Also the Wikipedia about Vince Coleman [2] is missing the details from [1]. I
guess this is part of the Wikipedia Wormhole people go through...

[1]
[https://en.wikipedia.org/wiki/Halifax_Explosion](https://en.wikipedia.org/wiki/Halifax_Explosion)
[2]
[https://en.m.wikipedia.org/wiki/Vince_Coleman_(train_dispatc...](https://en.m.wikipedia.org/wiki/Vince_Coleman_\(train_dispatcher\))

------
est31
> Within that radius, the injuries from such a massive blast in a downtown
> location can be as varied as the victims who experience them, but a number
> of them are likely from glass and other flying projectiles. Flat, delicate,
> frangible, and installed in large sheets, glass is the perfect target for a
> blast wave of even minuscule magnitude; it shatters and flies easier than
> any other substance.

The glass damage must be horrible. Your entire home covered in tiny pieces of
glass.

I hate when glass breaks at home because no matter how much you clean, it gets
everywhere and months later you discover small shards in some distant place.

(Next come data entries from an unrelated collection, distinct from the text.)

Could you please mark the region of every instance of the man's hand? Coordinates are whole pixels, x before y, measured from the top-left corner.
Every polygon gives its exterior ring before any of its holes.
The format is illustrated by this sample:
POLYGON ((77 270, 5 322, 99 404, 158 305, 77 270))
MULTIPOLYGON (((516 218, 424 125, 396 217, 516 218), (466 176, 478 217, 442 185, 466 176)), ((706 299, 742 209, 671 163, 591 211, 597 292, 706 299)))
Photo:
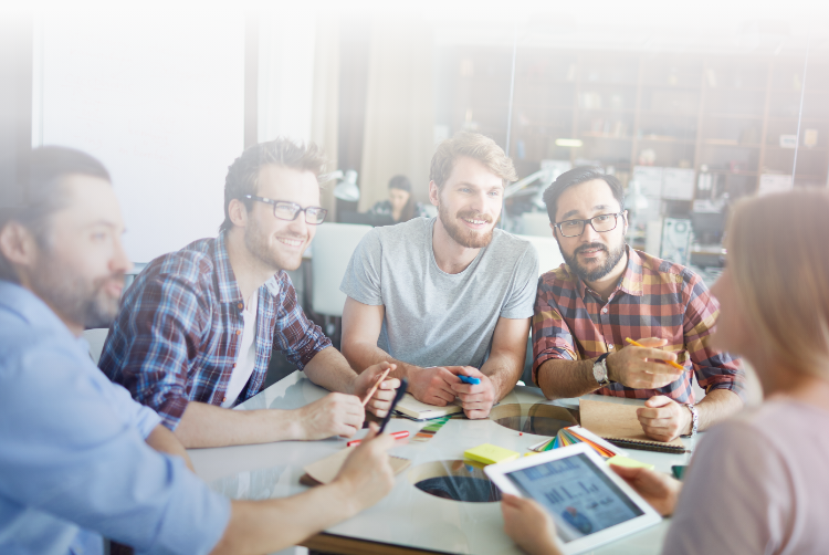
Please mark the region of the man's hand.
POLYGON ((501 499, 504 532, 529 555, 558 555, 556 524, 532 499, 504 493, 501 499))
POLYGON ((449 371, 445 366, 432 366, 409 371, 409 391, 414 398, 427 405, 445 407, 455 398, 452 386, 461 379, 449 371))
POLYGON ((629 469, 610 464, 628 485, 633 488, 659 514, 669 516, 676 506, 682 482, 648 469, 629 469))
POLYGON ((633 389, 659 389, 678 380, 683 370, 658 360, 676 360, 675 353, 661 350, 668 339, 639 339, 643 347, 627 347, 607 357, 608 379, 633 389))
MULTIPOLYGON (((393 371, 395 368, 397 368, 397 365, 380 363, 366 368, 363 374, 359 374, 357 379, 354 380, 354 395, 359 397, 360 401, 364 401, 368 392, 375 387, 375 384, 377 384, 377 379, 387 368, 393 371)), ((391 401, 395 399, 395 390, 398 387, 400 387, 399 379, 388 377, 384 379, 380 386, 375 390, 374 395, 371 395, 371 399, 366 404, 366 409, 374 412, 378 418, 385 417, 391 407, 391 401)))
POLYGON ((691 432, 691 411, 664 395, 644 401, 644 408, 637 409, 637 417, 644 434, 657 441, 671 441, 691 432))
POLYGON ((395 485, 395 472, 387 453, 395 446, 395 438, 388 433, 377 436, 378 429, 375 422, 368 425, 365 439, 332 482, 345 488, 348 501, 355 504, 354 514, 380 501, 395 485))
POLYGON ((328 394, 298 410, 300 439, 350 438, 363 428, 366 412, 358 397, 328 394))
MULTIPOLYGON (((486 418, 495 404, 495 387, 490 378, 472 366, 448 366, 447 369, 455 375, 478 378, 480 384, 464 384, 460 381, 452 385, 452 390, 463 401, 463 413, 466 418, 486 418)), ((460 378, 459 378, 460 379, 460 378)))

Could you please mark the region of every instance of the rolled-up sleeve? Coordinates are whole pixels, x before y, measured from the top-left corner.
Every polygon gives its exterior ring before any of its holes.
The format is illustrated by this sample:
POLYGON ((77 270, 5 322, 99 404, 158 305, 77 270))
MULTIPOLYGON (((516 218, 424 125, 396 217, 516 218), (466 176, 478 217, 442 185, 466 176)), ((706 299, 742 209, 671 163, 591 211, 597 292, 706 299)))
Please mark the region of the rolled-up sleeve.
POLYGON ((705 389, 705 392, 727 389, 745 400, 746 381, 741 360, 728 353, 711 347, 711 336, 720 315, 720 304, 696 275, 689 280, 684 294, 688 303, 683 322, 685 349, 694 366, 700 386, 705 389))
POLYGON ((138 553, 209 553, 228 525, 230 501, 181 459, 147 446, 133 422, 148 425, 147 415, 122 407, 94 367, 67 364, 74 353, 23 356, 0 375, 0 496, 138 553))
POLYGON ((201 350, 210 306, 175 275, 148 279, 109 332, 101 368, 175 430, 188 404, 188 366, 201 350))
POLYGON ((538 280, 533 314, 533 381, 538 383, 538 368, 546 360, 576 359, 576 346, 570 328, 558 310, 553 292, 538 280))

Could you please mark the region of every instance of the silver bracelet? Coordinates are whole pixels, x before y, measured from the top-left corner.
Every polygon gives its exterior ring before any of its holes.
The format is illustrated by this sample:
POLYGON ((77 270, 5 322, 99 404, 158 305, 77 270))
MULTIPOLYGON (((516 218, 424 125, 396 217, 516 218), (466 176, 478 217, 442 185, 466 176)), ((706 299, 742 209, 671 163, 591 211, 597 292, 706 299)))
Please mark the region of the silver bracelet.
POLYGON ((691 437, 693 438, 696 436, 696 430, 700 428, 700 411, 693 402, 686 402, 685 407, 691 411, 691 437))

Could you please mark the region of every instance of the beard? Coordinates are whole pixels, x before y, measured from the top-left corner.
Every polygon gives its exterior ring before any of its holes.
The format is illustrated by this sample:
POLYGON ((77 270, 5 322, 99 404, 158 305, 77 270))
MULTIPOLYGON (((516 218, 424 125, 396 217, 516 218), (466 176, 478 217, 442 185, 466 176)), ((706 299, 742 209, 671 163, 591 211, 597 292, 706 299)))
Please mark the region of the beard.
POLYGON ((109 327, 118 313, 119 299, 104 291, 112 282, 124 284, 124 272, 90 280, 61 263, 52 252, 38 261, 31 286, 64 318, 83 324, 85 328, 109 327))
POLYGON ((461 247, 465 247, 466 249, 483 249, 492 242, 494 226, 489 231, 478 232, 458 222, 459 219, 465 218, 468 220, 483 220, 486 223, 492 223, 492 217, 489 214, 475 212, 474 210, 461 210, 452 217, 445 205, 440 203, 438 206, 438 216, 449 237, 461 247))
MULTIPOLYGON (((303 214, 300 214, 300 218, 302 217, 303 214)), ((302 235, 295 235, 295 238, 303 241, 307 239, 302 235)), ((302 263, 302 254, 295 256, 294 260, 294 256, 280 255, 280 253, 273 252, 273 249, 267 244, 266 233, 262 231, 255 218, 249 220, 249 224, 244 230, 244 245, 253 258, 269 270, 273 270, 274 273, 280 270, 296 270, 302 263)))
POLYGON ((578 275, 583 282, 590 283, 598 280, 601 280, 607 274, 609 274, 613 268, 616 268, 616 264, 619 263, 619 261, 625 255, 626 249, 625 249, 625 238, 622 238, 619 241, 619 244, 616 247, 611 247, 608 249, 602 243, 586 243, 580 245, 578 249, 573 251, 573 255, 568 256, 563 250, 562 244, 558 244, 558 250, 562 252, 562 256, 564 258, 564 261, 567 263, 567 265, 574 271, 576 275, 578 275), (599 268, 595 268, 592 270, 588 270, 587 268, 583 266, 578 262, 578 254, 579 252, 590 250, 590 249, 600 249, 605 251, 607 254, 605 259, 605 263, 601 264, 599 268))

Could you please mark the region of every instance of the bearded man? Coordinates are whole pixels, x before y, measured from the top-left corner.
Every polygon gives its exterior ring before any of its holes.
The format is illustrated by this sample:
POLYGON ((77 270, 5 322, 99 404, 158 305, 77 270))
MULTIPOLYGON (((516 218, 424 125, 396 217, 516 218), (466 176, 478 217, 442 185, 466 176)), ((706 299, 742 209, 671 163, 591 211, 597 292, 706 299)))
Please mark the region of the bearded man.
POLYGON ((565 260, 542 275, 535 301, 533 380, 544 395, 648 399, 639 422, 662 441, 738 411, 745 390, 739 360, 709 343, 717 301, 688 268, 626 244, 619 180, 575 168, 547 188, 544 202, 565 260), (697 405, 694 375, 706 390, 697 405))
MULTIPOLYGON (((314 144, 245 149, 228 170, 219 237, 157 258, 124 294, 101 369, 185 447, 350 437, 363 426, 360 399, 389 365, 356 374, 305 317, 284 272, 300 266, 325 219, 325 164, 314 144), (262 389, 274 346, 338 392, 296 410, 229 410, 262 389)), ((368 410, 385 416, 398 385, 385 380, 368 410)))
POLYGON ((375 228, 351 256, 340 285, 343 355, 358 371, 396 364, 392 376, 407 378, 418 400, 458 397, 469 418, 485 418, 524 366, 538 255, 495 229, 516 175, 491 138, 441 143, 430 179, 436 218, 375 228))

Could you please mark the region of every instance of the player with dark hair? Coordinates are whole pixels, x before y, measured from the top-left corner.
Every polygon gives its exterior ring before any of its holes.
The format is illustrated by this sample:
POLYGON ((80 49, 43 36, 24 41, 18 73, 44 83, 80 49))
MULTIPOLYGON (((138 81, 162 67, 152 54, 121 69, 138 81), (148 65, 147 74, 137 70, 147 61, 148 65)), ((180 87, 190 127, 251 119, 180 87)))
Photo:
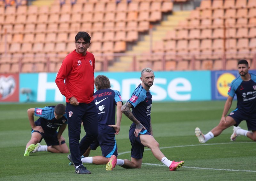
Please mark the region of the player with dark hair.
POLYGON ((196 135, 200 143, 205 143, 219 136, 224 130, 233 125, 235 126, 230 138, 231 141, 234 141, 237 136, 242 135, 256 141, 256 75, 249 73, 250 67, 245 60, 239 61, 237 67, 240 76, 231 83, 228 93, 228 96, 219 125, 205 135, 199 128, 196 128, 196 135), (235 94, 237 99, 236 108, 226 117, 235 94), (243 120, 246 121, 249 131, 238 126, 243 120), (249 131, 252 131, 252 133, 249 131))
POLYGON ((121 109, 133 122, 129 131, 129 138, 132 144, 131 161, 117 159, 113 155, 107 164, 109 168, 114 167, 116 164, 126 168, 140 168, 145 147, 150 148, 155 157, 168 167, 171 171, 175 170, 184 164, 183 161, 176 162, 167 159, 160 151, 158 143, 153 137, 151 118, 152 96, 149 89, 153 85, 154 79, 154 73, 151 69, 142 69, 140 77, 141 83, 137 87, 131 98, 121 109))
POLYGON ((68 153, 68 148, 62 136, 67 123, 66 106, 61 104, 56 106, 30 108, 28 115, 32 131, 31 139, 27 143, 24 156, 38 151, 68 153), (40 117, 34 121, 34 115, 40 117), (57 131, 58 127, 59 132, 57 131), (39 143, 43 139, 47 145, 39 143))
MULTIPOLYGON (((123 102, 119 92, 110 89, 110 82, 106 76, 97 76, 95 78, 94 84, 97 90, 93 97, 98 111, 99 136, 97 140, 91 144, 84 154, 86 157, 82 157, 81 160, 83 163, 106 164, 112 156, 117 156, 117 147, 115 135, 118 134, 120 130, 122 116, 121 107, 123 102), (116 105, 116 124, 115 120, 116 105), (100 147, 102 156, 88 157, 90 151, 91 149, 96 149, 99 146, 100 147)), ((68 158, 72 163, 72 157, 69 155, 68 158)), ((112 170, 113 168, 106 167, 107 170, 112 170)))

Once I tripped on my way home after grocery shopping, almost at the
destination. It wasn't even a big fall, but some glass bottles broke. They
were next to plastic bags filled with oats. In the "recovery operations" I
conducted afterwards, I threw away the remainders of the bottles and cleaned
the oats bags under flowing water, to get rid of the glass bottle's contains
on the bags. As I did this, I noticed the oats themselves getting wet, below
the transparent plastic. I wondered, how can this happen, it's supposed to be
water-proof. Then I found a tiny, almost invisible cut where a glass shard has
entered the plastic bag. It was a big shard and I don't know what had happened
had someone not noticed it and ate it.

Horrified, I threw away the entire bag of oats, the risk of more, possibly
smaller shards remaining was too big. Other bags which passed the "water test"
I kept and I ended up eating their contents.

I hope the people of Beirut are doing similar checks for their stored food,
for their own safety. I read that many folks already have glass shards in
their bodies due to the explosion but that's past damage that can only be
managed. The future damage is preventable.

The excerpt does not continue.